En 1236 les franciscains commencèrent à Bologne une église sans précédent en Italie : ils la bâtirent à la française, avec déambulatoire derrière l'autel, chapelles rayonnantes et arcs-boutants reportant la charge à l'extérieur. Jusque-là personne dans la péninsule n'avait fait pareille chose, et pour en voir une autre il fallait passer les Alpes. Le résultat est la basilique San Francesco, haute, étroite et raide, qui a pris aux modèles d'outre-monts la structure et non le décor.
À voir
Derrière le maître-autel se dresse le grand retable de marbre sculpté à la fin du quatorzième siècle par les frères vénitiens dalle Masegne : un mur de pinacles, de niches et de figurines, travaillé à jour comme une dentelle de pierre. C'est l'une des pièces majeures de la sculpture gothique en Italie, et elle est là, au fond de la nef, où on ne la voit qu'en s'approchant.
Dehors, du côté de la place, se trouvent les tombeaux des glossateurs : des caisses de pierre montées sur colonnes, sans église et sans crypte, où furent enterrés les professeurs de droit qui enseignaient dans la Bologne médiévale et attiraient des étudiants de toute l'Europe. Ce sont des monuments civils, non religieux, et ils sont en plein air depuis huit siècles. L'église fut gravement endommagée par les bombardements de 1944 et reconstruite.
La visite
La basilique est piazza Malpighi, à dix minutes à pied de la piazza Maggiore ; entrée libre, fermeture à midi et pendant les offices. Une demi-heure. Les tombeaux des glossateurs sont dehors et se voient à toute heure.
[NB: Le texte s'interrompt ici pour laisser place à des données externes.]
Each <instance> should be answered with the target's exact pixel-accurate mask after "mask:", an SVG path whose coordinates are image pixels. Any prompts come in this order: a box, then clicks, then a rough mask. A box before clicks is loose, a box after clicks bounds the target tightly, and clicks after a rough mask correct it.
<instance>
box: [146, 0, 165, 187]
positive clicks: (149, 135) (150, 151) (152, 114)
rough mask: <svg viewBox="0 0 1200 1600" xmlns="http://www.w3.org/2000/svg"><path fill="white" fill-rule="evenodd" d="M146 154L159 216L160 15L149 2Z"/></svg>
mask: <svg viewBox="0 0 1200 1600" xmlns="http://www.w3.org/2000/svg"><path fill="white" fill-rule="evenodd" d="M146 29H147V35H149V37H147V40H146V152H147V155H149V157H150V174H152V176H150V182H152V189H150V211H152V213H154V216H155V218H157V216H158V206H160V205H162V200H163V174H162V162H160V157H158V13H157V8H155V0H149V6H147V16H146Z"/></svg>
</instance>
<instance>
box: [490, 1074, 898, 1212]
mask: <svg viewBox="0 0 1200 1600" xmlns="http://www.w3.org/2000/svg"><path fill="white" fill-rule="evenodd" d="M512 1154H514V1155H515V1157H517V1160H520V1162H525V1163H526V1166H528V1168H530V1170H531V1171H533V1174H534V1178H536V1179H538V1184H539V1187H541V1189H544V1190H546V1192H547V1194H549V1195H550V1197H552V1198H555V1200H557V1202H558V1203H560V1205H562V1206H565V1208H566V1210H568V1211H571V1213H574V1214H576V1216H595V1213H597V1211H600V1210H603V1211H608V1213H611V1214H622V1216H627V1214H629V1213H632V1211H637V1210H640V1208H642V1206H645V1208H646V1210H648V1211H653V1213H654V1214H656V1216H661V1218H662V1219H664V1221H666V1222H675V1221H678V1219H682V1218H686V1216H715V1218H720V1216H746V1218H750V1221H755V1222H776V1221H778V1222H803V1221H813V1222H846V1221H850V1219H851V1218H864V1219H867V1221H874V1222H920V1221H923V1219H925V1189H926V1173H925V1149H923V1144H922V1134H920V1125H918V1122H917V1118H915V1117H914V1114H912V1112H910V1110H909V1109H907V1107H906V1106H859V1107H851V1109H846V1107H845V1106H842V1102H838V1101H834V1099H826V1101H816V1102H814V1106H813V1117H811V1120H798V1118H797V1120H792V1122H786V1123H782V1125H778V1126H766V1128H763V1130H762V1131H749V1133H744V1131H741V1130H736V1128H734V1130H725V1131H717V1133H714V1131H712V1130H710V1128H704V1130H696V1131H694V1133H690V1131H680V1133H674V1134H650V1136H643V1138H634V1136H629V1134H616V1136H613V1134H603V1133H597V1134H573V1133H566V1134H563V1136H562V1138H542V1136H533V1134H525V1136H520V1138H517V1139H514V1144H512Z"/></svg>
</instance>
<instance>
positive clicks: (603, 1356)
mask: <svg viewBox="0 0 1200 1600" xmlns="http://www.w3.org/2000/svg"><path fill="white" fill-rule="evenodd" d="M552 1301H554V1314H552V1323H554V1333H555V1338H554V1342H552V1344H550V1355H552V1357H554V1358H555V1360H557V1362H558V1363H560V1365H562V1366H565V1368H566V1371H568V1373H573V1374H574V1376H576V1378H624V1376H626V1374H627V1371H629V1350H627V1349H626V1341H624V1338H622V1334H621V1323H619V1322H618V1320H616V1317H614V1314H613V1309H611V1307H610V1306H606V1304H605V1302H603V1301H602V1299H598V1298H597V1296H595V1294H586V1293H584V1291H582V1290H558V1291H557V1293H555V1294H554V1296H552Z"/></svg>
Le conseil de la rédaction
Avant d'entrer, faites le tour complet de l'église par l'extérieur : du côté de l'abside on voit les arcs-boutants, les premiers construits en Italie, qui enjambent le toit des chapelles pour s'appuyer sur les contreforts. C'est une structure qu'on va d'ordinaire admirer en France, et elle est ici au milieu d'un pâté de maisons de Bologne, au-dessus d'un parking à vélos.